Program: Liberal Arts
Class of: 2003
If you only knew Matt Roché as a doctor of clinical psychology and read about his impressive academic and research background, you’d probably determine that he had mapped out his career path during his teenage years.

However, it was a conversation with a County College of Morris (CCM) professor that helped set the Chatham native and New Providence resident on his current track.

“(CCM Psychology Professor) Janice Rafalowski asked me if I had ever thought about transferring to a place like Cornell,” says Roché, who graduated with an honors associate’s degree in liberal arts from CCM in 2003. Roché, who never had entertained the thought, says Rafalowski strongly believed he could.

“That was literally the moment when I said that’s where I was going if I was accepted,” recalls Roché.
Roché was accepted to Cornell and graduated in May of 2005 with a degree in human development and a GPA of 4.08. After graduation he became a research assistant at Princeton where he studied Asperger syndrome with the hopes of providing children with improved interventions. The experience led to his acceptance into the doctoral program at Binghamton University, where he spent time researching individuals at-risk for the development of schizophrenia.

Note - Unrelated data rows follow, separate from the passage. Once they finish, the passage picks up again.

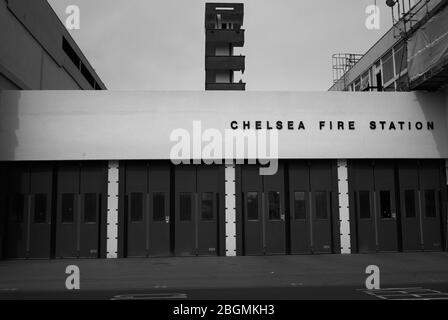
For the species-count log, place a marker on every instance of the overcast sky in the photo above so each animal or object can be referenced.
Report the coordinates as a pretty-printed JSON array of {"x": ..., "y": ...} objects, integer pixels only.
[{"x": 159, "y": 44}]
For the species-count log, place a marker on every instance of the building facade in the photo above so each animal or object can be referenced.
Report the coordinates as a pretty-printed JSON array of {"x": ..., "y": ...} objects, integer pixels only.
[
  {"x": 88, "y": 174},
  {"x": 38, "y": 53}
]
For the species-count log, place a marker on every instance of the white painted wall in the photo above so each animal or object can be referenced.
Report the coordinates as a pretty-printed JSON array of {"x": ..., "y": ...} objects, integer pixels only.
[{"x": 87, "y": 125}]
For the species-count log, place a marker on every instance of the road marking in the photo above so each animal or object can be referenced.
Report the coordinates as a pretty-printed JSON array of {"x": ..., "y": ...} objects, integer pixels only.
[
  {"x": 152, "y": 296},
  {"x": 413, "y": 293}
]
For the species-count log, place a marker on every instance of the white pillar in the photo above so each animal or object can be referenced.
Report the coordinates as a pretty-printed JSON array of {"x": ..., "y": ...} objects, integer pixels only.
[
  {"x": 112, "y": 210},
  {"x": 344, "y": 215},
  {"x": 230, "y": 210}
]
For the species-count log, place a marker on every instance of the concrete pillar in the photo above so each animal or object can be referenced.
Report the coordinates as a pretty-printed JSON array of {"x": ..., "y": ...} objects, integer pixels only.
[
  {"x": 230, "y": 210},
  {"x": 344, "y": 215},
  {"x": 112, "y": 210}
]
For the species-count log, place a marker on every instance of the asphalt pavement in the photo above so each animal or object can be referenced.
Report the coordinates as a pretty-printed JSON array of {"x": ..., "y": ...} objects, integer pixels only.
[{"x": 416, "y": 276}]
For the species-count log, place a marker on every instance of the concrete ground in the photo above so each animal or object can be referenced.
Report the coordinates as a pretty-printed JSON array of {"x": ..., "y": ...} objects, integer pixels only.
[{"x": 272, "y": 277}]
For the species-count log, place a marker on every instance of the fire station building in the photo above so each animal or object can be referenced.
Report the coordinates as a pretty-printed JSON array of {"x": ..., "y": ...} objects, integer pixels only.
[{"x": 88, "y": 173}]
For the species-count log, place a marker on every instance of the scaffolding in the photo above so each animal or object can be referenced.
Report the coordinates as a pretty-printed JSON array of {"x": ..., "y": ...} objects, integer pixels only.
[
  {"x": 342, "y": 62},
  {"x": 408, "y": 15}
]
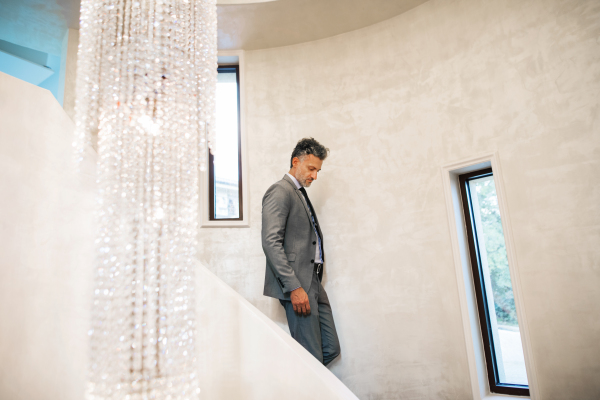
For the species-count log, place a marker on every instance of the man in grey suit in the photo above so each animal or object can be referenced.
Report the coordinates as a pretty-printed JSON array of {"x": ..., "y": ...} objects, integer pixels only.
[{"x": 293, "y": 243}]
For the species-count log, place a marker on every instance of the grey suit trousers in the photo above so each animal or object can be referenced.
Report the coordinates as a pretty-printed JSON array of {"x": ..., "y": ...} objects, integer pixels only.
[{"x": 316, "y": 331}]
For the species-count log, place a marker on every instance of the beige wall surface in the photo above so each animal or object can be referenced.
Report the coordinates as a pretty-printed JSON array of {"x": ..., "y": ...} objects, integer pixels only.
[
  {"x": 47, "y": 239},
  {"x": 445, "y": 81},
  {"x": 46, "y": 279}
]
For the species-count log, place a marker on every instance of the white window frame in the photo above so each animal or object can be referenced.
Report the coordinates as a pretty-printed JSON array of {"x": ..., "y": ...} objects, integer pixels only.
[
  {"x": 473, "y": 339},
  {"x": 235, "y": 57}
]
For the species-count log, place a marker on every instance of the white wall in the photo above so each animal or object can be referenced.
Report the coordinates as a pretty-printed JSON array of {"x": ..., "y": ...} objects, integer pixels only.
[
  {"x": 45, "y": 258},
  {"x": 445, "y": 81},
  {"x": 46, "y": 264}
]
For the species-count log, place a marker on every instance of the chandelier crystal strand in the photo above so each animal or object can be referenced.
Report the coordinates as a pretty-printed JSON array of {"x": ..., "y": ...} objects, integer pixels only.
[{"x": 146, "y": 83}]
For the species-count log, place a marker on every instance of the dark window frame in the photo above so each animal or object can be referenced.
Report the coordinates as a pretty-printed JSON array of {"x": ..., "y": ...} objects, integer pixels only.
[
  {"x": 211, "y": 159},
  {"x": 480, "y": 293}
]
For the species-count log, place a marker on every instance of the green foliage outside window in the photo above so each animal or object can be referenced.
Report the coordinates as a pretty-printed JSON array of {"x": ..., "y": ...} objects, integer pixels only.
[{"x": 496, "y": 253}]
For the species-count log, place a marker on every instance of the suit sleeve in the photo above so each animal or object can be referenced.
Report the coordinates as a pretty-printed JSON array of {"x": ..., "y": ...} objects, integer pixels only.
[{"x": 276, "y": 208}]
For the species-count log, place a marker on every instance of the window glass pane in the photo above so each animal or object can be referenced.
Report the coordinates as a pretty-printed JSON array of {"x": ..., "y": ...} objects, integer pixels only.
[
  {"x": 226, "y": 165},
  {"x": 498, "y": 291}
]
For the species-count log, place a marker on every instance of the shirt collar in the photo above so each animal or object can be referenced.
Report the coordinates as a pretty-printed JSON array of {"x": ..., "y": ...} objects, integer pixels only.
[{"x": 298, "y": 185}]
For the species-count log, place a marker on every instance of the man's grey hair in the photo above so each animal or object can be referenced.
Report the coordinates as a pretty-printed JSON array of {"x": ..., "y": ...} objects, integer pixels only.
[{"x": 308, "y": 146}]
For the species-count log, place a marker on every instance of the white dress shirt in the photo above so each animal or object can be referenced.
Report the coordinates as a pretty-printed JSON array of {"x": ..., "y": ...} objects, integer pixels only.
[{"x": 318, "y": 257}]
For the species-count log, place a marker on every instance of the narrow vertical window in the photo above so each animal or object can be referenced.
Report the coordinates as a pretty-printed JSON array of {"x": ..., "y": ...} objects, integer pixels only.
[
  {"x": 225, "y": 169},
  {"x": 505, "y": 361}
]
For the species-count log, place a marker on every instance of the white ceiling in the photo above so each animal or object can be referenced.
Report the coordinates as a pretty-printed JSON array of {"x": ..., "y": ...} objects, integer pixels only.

Roché, who interned at the University of Medicine and Dentistry of New Jersey (UMDNJ) – now Rutgers – while studying for his doctorate, is currently working in the Division of Schizophrenia Research at Rutgers as a postdoctoral fellow. The three-year program allows him to lecture at New Jersey City University while researching. He hopes that research can make a difference in the lives of those who suffer from schizophrenia and other mental disorders. One area in which he has particular interest is violence and mental illness.

“In many people’s minds, serious mental illness is associated with violence,” says Roché. “The truth is, people with schizophrenia are more likely to be victims of violence than to be violent themselves. When they are violent, it is often in response to the aggressiveness of others.”

Roché believes his path would have been very different had he not decided to attend CCM after working in retail management for two years after high school.

“CCM was definitely a necessary stop along the way,” he says. “Without all of the people like (Professor Laura) Gabrielson and Professor Rafalowski, this would never have happened.”